Per chi ama la letteratura, scrivere racconti, essere cittadini del mondo e riflettere sulla Settima Arte

sabato 14 gennaio 2012

Neuromante (1984) by William Gibson



Neuromancer (1984)
di William Gibson
edizione Oscar Mondadori - pag. 278
7,80 euro


C'erano una volta gli anni '80 in cui Blade Runner e le megalopoli barocche abitate da un'umanità senza speranza erano la regola e non un'eccezione. E se il successo del film di Ridley Scott (rieditato in talmente tante versioni da dover ogni volta specificare quale sia la preferita) e dei romanzi del genio di Philip K. Dick fu meritato, l'industria hollywoodiana di serie A e B iniziò a propinarci bizarri cloni da Detective Stone ai filmacci action dell'hawaiano Albert Pyun distruggendo completamente la carriera dalle grandi potenzialità dell'eterno replicante Rutger Hauer.

Gli exploit sul grande schermo favorirono anche le produzioni letterarie dando respiro al filone cyberpunk. Neuromante di William Gibson fu un esempio eclatante di successo editoriale forse oggi irripetibile. Le 280 pagine di cui è composto sono un compendio dell'estetica cyber che oggi risulta invecchiato male e di difficile lettura. Il mondo di corporazioni, droghe sintetiche, fibre ottiche, scanner spaziali e sottoboschi sociali brulicanti dove la pirateria è di casa è figlio di un'immaginario collettivo tipico di quegli anni '80 che cercavano di guardare al nuovo millennio con curiosità su ciò che sarebbe accaduto. La sensazione è quella strana di trovarsi davanti a una tecnologia un tempo avveniristica ma oggigiorno obsoleta. E le avventure cyberspaziali dell'hacker Case e della ex prostituta Molly suonano vecchie come le trame della moltitudine di film che uscirono dopo Blade Runner.
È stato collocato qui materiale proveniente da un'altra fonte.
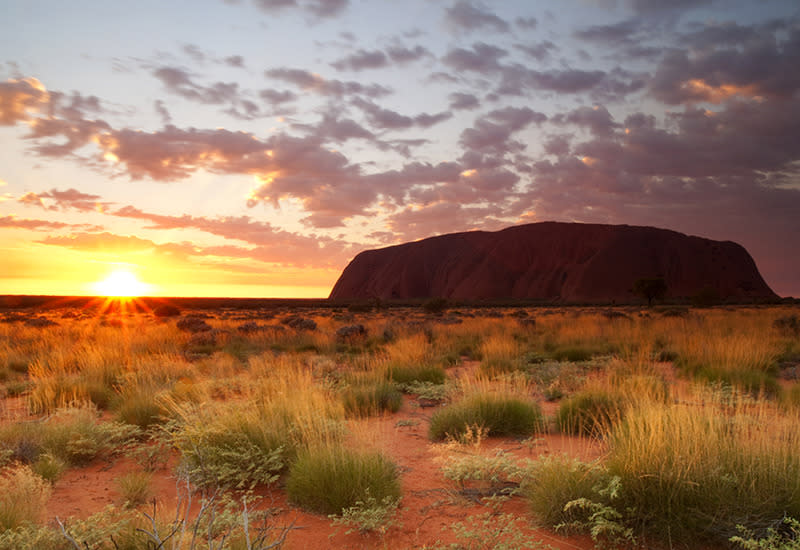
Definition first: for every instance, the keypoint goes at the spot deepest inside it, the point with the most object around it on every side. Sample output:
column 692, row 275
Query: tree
column 650, row 288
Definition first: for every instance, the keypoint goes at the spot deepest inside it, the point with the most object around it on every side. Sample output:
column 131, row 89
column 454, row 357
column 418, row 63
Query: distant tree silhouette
column 650, row 288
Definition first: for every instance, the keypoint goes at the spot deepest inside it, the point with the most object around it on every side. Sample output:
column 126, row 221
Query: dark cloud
column 234, row 61
column 318, row 8
column 34, row 225
column 194, row 52
column 655, row 7
column 624, row 32
column 460, row 101
column 539, row 51
column 274, row 245
column 308, row 81
column 179, row 82
column 20, row 97
column 492, row 132
column 387, row 119
column 526, row 23
column 275, row 97
column 65, row 200
column 470, row 16
column 597, row 119
column 162, row 111
column 761, row 65
column 326, row 8
column 336, row 129
column 402, row 54
column 482, row 58
column 173, row 153
column 361, row 60
column 517, row 79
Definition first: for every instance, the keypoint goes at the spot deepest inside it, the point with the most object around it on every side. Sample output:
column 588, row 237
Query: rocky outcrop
column 567, row 262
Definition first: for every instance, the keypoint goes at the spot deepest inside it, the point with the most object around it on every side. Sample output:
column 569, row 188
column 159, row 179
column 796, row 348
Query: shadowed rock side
column 569, row 262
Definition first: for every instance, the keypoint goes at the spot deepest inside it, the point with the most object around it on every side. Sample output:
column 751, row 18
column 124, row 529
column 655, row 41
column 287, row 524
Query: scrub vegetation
column 691, row 414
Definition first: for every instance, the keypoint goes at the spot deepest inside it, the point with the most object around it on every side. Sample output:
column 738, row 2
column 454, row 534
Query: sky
column 251, row 148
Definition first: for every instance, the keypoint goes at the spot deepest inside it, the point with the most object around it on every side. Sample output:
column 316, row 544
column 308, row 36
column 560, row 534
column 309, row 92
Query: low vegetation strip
column 693, row 414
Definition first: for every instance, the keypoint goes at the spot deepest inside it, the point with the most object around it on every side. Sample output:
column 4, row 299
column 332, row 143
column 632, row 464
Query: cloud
column 34, row 225
column 402, row 54
column 746, row 64
column 234, row 61
column 526, row 23
column 597, row 119
column 386, row 119
column 483, row 58
column 657, row 7
column 318, row 8
column 492, row 132
column 461, row 101
column 516, row 79
column 64, row 200
column 20, row 97
column 539, row 51
column 179, row 82
column 361, row 60
column 311, row 82
column 469, row 16
column 273, row 245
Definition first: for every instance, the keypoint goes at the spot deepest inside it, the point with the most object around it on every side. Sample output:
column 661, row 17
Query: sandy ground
column 431, row 504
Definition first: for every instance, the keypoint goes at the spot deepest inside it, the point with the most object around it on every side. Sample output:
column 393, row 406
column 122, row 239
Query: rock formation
column 567, row 262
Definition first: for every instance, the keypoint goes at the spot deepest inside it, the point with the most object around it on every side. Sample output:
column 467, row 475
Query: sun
column 121, row 283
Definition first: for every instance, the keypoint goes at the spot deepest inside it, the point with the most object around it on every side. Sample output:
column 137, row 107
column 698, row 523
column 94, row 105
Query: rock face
column 568, row 262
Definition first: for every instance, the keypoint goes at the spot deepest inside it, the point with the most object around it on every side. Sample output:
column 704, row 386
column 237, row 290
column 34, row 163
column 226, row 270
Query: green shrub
column 366, row 398
column 497, row 413
column 140, row 407
column 406, row 374
column 49, row 467
column 695, row 473
column 785, row 536
column 331, row 478
column 589, row 412
column 73, row 436
column 369, row 515
column 226, row 455
column 554, row 481
column 573, row 354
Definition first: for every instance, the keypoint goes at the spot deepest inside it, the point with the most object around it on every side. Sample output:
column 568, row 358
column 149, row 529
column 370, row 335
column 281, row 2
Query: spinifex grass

Peraltro fa impressione come lo scrittore non si preoccupi minimamente di aiutare il lettore a comprendere il mondo in cui viene catapultato. Oggi nessun editore permetterebbe a un esordiente (quale era Gibson al momento, tralasciando racconti come Johnny Mnemonic da cui fu tratto un deludente film con Keanu Reeves e Takeshi Kitano) di usare termini così tecnici per raccontare scene difficili da decifrare: molte di esse (come ad esempio quelle ambientate nella Istanbul futuristica) scivolano via inghiottite da veri e propri buchi narrativi.

Eppure il mondo che Gibson descrive, sebbene più povero di quelli raccontati dal genio di Dick o di William Burroughs, rimane impresso come non mai e si stampa nelle viscere del lettore come un virus potentissimo. "Il cielo sopra il porto era del colore di uno schermo televisivo sintonizzato su un canale morto": mai l'incipit di un racconto o un romanzo di fantascienza apocalittica ha presentato così bene lo scenario che voleva raccontarci.

Neuromante è il romanzo di fantascienza che più di tutti interroga sul rapporto subordinato tra scrittore e lettore e che rappresenta per un autore emergente proprio ciò che un manoscritto non dovrebbe mai essere al giorno d'oggi per avere la speranza di comparire un giorno sullo scaffale di quell'Olimpo di ambizioni e speranze che è la libreria.

Forse non riuscirete a terminarlo, ma a suo modo è unico.